A narrativa da Lava Jato e, antes ainda, do combate ao mensalão, mensalinho, é toda pautada em como a corrupção deteriora a renda, os bens, o Estado, em como essa prática deteriora o que é público, de posse do povo de um lugar. No entanto, ao propor o fim da corrupção, os salvadores acabam sugerindo o fim do próprio Estado, como se a existência dessa instância tivesse uma natureza corrupta. Dessa vez, na Lava Jato, temos uma grande novidade. Pela primeira vez, temos corruptos e corruptores sendo investigados, julgados, condenados e presos. Por supostamente sugerir uma Justiça equânime, a força tarefa de Curitiba acabou alçando um juiz à condição de ídolo. Na verdade, a Justiça foi usada para fazer emergir uma ideologia, um projeto de poder. É importante entender que o autoritarismo está presente no modo de ação da força tarefa da Lava Jato, de seus procuradores e juízes. A troca de mensagens revelada recentemente mostra uma afronta à coisa pública, autoriza uma maneira de agir que não é republicana, numa espécie de ditadura do Judiciário, que se sobrepõe aos outros poderes, derrubando o equilíbrio tradicional entre as três esferas. O nome disso, como aparece no livro, é patrimonialismo, que ao lado do autoritarismo e da corrupção são os maiores inimigos do país. O patrimonialismo é uma mania que o brasileiro tem de achar que o Estado lhe pertence e que pode ser usado para fins pessoais e sociais. No caso da Lava Jato, o que vemos é o uso do Judiciário para causas particulares mesmo, um tipo de vingança, que dificulta a Democracia de seguir seu curso de aprofundamento.

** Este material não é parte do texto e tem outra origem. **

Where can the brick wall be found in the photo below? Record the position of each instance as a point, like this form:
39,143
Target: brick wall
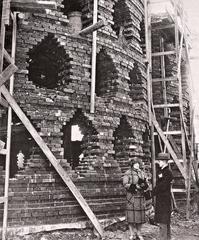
52,86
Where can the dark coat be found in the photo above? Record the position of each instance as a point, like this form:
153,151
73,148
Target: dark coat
162,191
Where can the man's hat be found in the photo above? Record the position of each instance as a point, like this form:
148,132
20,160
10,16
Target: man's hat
163,156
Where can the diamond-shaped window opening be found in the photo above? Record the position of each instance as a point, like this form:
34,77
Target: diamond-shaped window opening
121,18
124,143
21,142
106,74
78,138
83,7
135,83
49,65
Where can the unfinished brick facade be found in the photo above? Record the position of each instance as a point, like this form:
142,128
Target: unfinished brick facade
53,86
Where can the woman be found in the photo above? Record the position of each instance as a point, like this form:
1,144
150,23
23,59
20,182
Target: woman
134,181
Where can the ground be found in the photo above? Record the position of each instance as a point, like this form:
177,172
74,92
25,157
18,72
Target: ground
182,229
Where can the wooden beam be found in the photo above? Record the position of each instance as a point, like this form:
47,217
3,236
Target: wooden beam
168,105
32,5
170,132
6,12
7,73
65,177
93,27
93,60
155,28
6,55
3,102
2,199
169,148
3,152
158,54
164,79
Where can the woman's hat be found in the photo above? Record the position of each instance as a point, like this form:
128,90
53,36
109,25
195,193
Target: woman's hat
136,160
163,156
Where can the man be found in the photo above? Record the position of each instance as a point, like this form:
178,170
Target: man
162,191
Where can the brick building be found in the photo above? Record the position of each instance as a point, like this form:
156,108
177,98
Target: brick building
53,88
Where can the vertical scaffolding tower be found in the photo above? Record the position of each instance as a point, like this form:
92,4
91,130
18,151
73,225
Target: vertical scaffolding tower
7,70
170,132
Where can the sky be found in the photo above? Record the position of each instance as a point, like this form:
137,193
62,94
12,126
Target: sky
191,8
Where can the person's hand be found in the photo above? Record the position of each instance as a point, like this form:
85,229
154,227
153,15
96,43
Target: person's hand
138,186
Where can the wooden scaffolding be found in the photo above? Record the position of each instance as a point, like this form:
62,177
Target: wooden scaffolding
10,9
177,28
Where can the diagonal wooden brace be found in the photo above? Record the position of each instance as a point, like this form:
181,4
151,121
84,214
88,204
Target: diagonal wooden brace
169,147
32,5
6,55
43,146
7,73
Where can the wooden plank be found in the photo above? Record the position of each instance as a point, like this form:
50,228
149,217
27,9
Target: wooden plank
93,27
52,159
164,79
9,132
6,12
7,73
2,199
170,105
169,148
158,54
32,5
6,55
93,60
159,27
3,102
170,132
3,151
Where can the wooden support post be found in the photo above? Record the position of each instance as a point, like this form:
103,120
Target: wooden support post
32,5
94,52
9,128
149,84
169,148
92,28
52,159
7,73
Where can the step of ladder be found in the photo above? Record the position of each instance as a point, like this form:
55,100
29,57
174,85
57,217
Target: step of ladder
170,105
164,79
171,161
158,54
3,151
170,132
2,199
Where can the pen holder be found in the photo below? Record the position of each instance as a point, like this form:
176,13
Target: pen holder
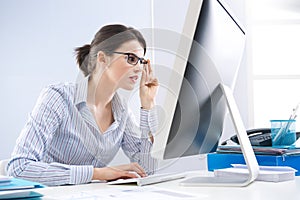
283,132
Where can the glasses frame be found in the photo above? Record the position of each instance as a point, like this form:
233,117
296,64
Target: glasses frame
141,60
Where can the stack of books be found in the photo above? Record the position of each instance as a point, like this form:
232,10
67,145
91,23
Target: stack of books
266,173
266,156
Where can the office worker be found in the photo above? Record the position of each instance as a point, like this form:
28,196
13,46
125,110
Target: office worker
75,130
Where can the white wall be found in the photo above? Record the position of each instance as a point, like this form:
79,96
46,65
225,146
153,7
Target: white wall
37,40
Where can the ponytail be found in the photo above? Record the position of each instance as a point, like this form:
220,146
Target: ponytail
107,39
82,54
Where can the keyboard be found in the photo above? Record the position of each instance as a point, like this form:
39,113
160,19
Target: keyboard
215,181
151,179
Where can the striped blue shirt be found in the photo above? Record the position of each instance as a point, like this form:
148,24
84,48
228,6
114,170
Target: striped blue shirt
61,142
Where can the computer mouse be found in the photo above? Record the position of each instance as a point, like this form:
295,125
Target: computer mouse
135,173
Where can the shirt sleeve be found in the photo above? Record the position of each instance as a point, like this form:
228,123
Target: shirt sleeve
27,157
136,143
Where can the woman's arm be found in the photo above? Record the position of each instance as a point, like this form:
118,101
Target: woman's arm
30,150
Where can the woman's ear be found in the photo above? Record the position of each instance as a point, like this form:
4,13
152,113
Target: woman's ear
102,58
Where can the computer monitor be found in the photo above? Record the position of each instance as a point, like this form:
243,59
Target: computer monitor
213,43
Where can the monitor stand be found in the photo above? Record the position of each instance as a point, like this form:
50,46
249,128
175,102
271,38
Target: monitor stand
248,153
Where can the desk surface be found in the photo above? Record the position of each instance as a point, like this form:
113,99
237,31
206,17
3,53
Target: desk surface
288,190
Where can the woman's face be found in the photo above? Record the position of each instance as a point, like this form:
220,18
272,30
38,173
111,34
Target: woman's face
123,74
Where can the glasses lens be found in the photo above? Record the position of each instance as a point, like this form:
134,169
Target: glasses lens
132,59
143,61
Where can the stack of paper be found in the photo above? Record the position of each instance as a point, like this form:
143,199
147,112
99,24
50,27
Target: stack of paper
266,173
17,188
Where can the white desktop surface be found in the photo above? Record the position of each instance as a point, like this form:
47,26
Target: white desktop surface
288,190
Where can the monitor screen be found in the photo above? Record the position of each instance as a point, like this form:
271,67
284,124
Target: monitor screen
195,118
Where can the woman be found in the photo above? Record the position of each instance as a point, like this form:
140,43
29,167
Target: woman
75,130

A senhora tem defendido um diálogo mais efetivo entre a universidade e a população. O livro dá conta dessa proposta, ou seja, pode ajudar a construir caminhos para o enfrentamento dessa ascensão autoritária?
Ele é um livro bem amplo, que passa por essas questões que levantamos antes, mas tivemos o cuidado de não recortá-lo com notas, citações ou excesso de bibliografia, como é frequente em obras acadêmicas. Porque o intuito era conseguir uma obra séria, de consulta e reflexão, mas leve e gostosa o suficiente para alcançar públicos diversos, e não restrito às universidades, ou estudiosos dos temas. Devo o que sou e o que represento hoje à academia e não renego de forma alguma, mas entendo que é tempo de professores e pesquisadores fazerem contato com a sociedade. Há algumas décadas, tínhamos a figura do intelectual público, aquele que não é diretamente relacionado a uma instituição de ensino ou pesquisa, mas pode refletir sobre as questões da sociedade. Penso que é tempo de fazer chegar esses pensamentos e propostas para a sociedade como um todo. Seja via imprensa, ou redes sociais, tenho defendido que é nosso dever fazer o conteúdo chegar para amparar e fomentar a discussão. Só o diálogo trará caminhos mais frutíferos e menos ressecados, como o que vivemos.